Dans la presse...

 L’enterrement de Blanqui

L’enterrement de Blanqui

Le Figaro — 5 janvier 1881

Ce n'est qu'hier soir, à six heures, que l'administration des Pompes funèbres a été informée, par la mairie du treizième arrondissement, de l'heure officielle des obsèques de Blanqui et de la classe choisie par la famille, pour le corbillard et les tentures.

L'heure de onze heures indiquée par la plupart des journaux avancés est inexacte, mais c'est évidemment à dessein que cette erreur a été commise. En imposant une heure d'attente à la foule, on espère la rendre plus compacte. Le convoi ne quittera la maison mortuaire, 25, boulevard d'Italie, qu'à midi précis.

Le corbillard, est un corbillard de cinquième classe, celui qui vient immédiatement avant le char des pauvres. Il est à galerie bronzée, avec une petite garniture argent. Trois berlines ou voitures de deuil, de même classe, suivront le char. Ces voitures sont réservées à la sœur de Blanqui, Mme Antoine, à sa nièce, Mme Barrelier, et aux autres femmes qui doivent accompagner le cortège.

Dès dix heures du matin, le corps de Blanqui, qui a été mis en bière hier soir, sera exposé, soit dans l'allée de la maison mortuaire, soit dans une des pièces du logement qu'il occupait, au cas où l'allée serait reconnue trop étroite pour y faire cette exposition. A quelque parti que l'on s'arrête, d'ailleurs, la devanture de l'allée sera tendue de noir.

Mme Antoine-a passé toute la journée d'hier auprès du corps, de son frère, recevant elle-même les personnes qui venaient s'inscrire et dont le nombre a considérablement augmenté depuis la veille. Toutes les personnalités de la Commune, rentrées à Paris depuis l'amnistie, ont cru de leur devoir d'accomplir hier le pèlerinage du boulevard d'Italie et d'apposer leurs noms sur le registre dont nous avons parlé. Plusieurs couronnes, envoyées de province, sont arrivées dans l'après-midi et ont été déposées sur le lit où repose Blanqui, une couronne de feuilles de chêne vert au-dessus de la tête, et deux palmes en or sur les pieds.

Le lieu de l'inhumation est maintenant définitivement arrêté. Après de nombreuses démarches et de non moins nombreuses hésitations, on s'est décidé pour le cimetière du Père-Lachaise.

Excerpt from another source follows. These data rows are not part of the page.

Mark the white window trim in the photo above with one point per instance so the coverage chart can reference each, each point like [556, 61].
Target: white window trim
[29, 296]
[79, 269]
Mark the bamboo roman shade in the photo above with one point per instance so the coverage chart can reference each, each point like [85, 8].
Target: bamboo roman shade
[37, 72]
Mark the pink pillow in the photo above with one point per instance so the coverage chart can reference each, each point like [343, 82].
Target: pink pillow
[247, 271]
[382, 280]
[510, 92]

La maison mortuaire, 25 boulevard d'Italie. Blanqui est mort dans une petite pièce au 5e étage
Le boulevard d'Italie prendra le nom de Blanqui en 1905

Dès avant-hier, dans l'après-midi, deux amis du défunt, MM. Martinet et Granger, se sont présentés au bureau du conservateur du cimetière, où ils ont demandé divers renseignements touchant le prix d'acquisition d'un terrain et les formalités à remplir. Munis de ces renseignements, ils se sont retirés en promettant de revenir le lendemain, et ils sont effectivement revenus hier, à midi.

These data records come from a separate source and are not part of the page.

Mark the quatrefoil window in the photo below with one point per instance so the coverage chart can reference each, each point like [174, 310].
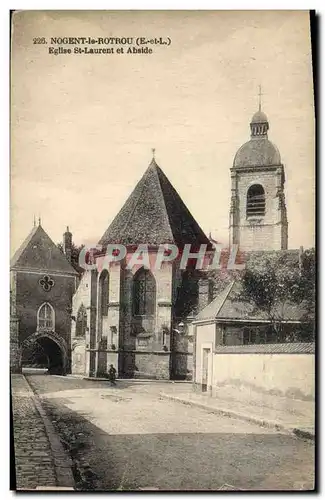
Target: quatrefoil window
[46, 283]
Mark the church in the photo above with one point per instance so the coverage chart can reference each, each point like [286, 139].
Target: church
[142, 320]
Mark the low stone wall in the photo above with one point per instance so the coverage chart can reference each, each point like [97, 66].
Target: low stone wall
[276, 369]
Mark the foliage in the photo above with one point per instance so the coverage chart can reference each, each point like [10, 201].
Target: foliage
[75, 251]
[274, 283]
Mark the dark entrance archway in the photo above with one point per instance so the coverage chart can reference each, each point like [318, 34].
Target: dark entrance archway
[45, 350]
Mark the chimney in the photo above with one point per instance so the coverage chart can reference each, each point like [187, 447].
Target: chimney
[67, 244]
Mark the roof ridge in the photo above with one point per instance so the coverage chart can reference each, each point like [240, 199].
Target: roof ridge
[18, 253]
[166, 213]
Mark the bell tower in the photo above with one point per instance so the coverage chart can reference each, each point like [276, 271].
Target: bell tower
[258, 214]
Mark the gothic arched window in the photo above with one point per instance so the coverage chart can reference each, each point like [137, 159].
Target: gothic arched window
[104, 292]
[81, 323]
[255, 201]
[45, 317]
[144, 293]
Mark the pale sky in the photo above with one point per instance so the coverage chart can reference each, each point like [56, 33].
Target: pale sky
[82, 126]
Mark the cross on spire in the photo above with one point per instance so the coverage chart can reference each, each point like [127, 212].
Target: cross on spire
[260, 97]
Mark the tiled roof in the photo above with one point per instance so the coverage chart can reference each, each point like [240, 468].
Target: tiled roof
[288, 348]
[38, 252]
[154, 214]
[211, 310]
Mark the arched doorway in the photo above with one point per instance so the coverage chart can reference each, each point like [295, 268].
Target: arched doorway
[45, 350]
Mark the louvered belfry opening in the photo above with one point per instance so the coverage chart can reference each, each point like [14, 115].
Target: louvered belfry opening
[255, 201]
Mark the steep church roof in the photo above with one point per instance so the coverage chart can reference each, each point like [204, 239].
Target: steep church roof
[38, 252]
[154, 214]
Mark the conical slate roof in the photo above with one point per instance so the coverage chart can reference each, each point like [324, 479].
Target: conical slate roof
[39, 253]
[154, 214]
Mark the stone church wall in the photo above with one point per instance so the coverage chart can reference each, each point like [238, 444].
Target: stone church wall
[30, 296]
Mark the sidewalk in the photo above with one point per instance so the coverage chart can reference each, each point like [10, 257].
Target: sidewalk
[39, 458]
[286, 414]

On sait que depuis plusieurs années on n'enterre plus dans les anciens cimetières que les personnes déjà propriétaires d'un terrain à perpétuité.

On a laissé, il est vrai, aux familles qui n'en ont pas, la faculté d'en acheter un, mais à la condition de le payer comptant ; l'ancien délai de cinq ans donné aux acquéreurs est supprimé.

Pour se conformer à la nouvelle loi, MM. Martinet et Granger ont versé hier entre les mains du conservateur du Père-Lachaise la somme de cinq cent vingt-huit francs, soit cinq cents francs pour le prix du terrain, et vingt-huit francs pour les frais.

Moyennant cette somme, la famille Blanqui devient propriétaire à perpétuité d'un terrain dont l'emplacement reste à choisir, et sur lequel, une fois choisi, elle fera, à son gré, creuser un caveau et élever un monument.

Mais en attendant, cette acquisition lui donne le droit de faire, dès à présent, enterrer Blanqui dans un caveau provisoire du cimetière, et c'est dans ce caveau provisoire que Blanqui sera enterré aujourd'hui.

Ledit caveau est situé au rond-point, dit le rond-point de Casimir Périer. Il appartient à un entrepreneur nommé Debergue.et fait exactement face à la statue de l'ancien ministre de Louis-Philippe. Il est encadré à droite par un monument élevé à la famille Mallet et à gauche par le monument des familles Fortin et Fortin-Beaulieu. Une simple pierre plate le recouvre. Cette pierre disparaissait presque en entier hier sous les bouquets et sous les fleurs déposées par les parents d'autres morts qui y reposent déjà ; elle sera naturellement enlevée ce matin pour laisser libre l'entrée du caveau.

Par une coïncidence assez singulière, la tombe qui se dresse de l'autre côté du rond-point, juste en face le caveau provisoire de Blanqui, et regardant le dos de la statue de Casimir Périer, est la tombe de Raspail. Les deux fameux révolutionnaires, les deux éternels ennemis de la police et des Jésuites vont donc, pendant quelque temps reposer en face l'un de l'autre.

Nous avons dit que le convoi quitterait la maison mortuaire à midi précis. Il suivra pour se rendre au Père Lachaise l'itinéraire suivant :

Le boulevard d'Italie, la place d'Italie, le boulevard de l'Hôpital, la place Walhubert, le pont d'Austerlitz, la place Mazas, le boulevard Contrescarpe, la place de la Bastille et la rue de la Roquette.

Il n'est guère probable que le cortège arrive au cimetière avant une heure et demie.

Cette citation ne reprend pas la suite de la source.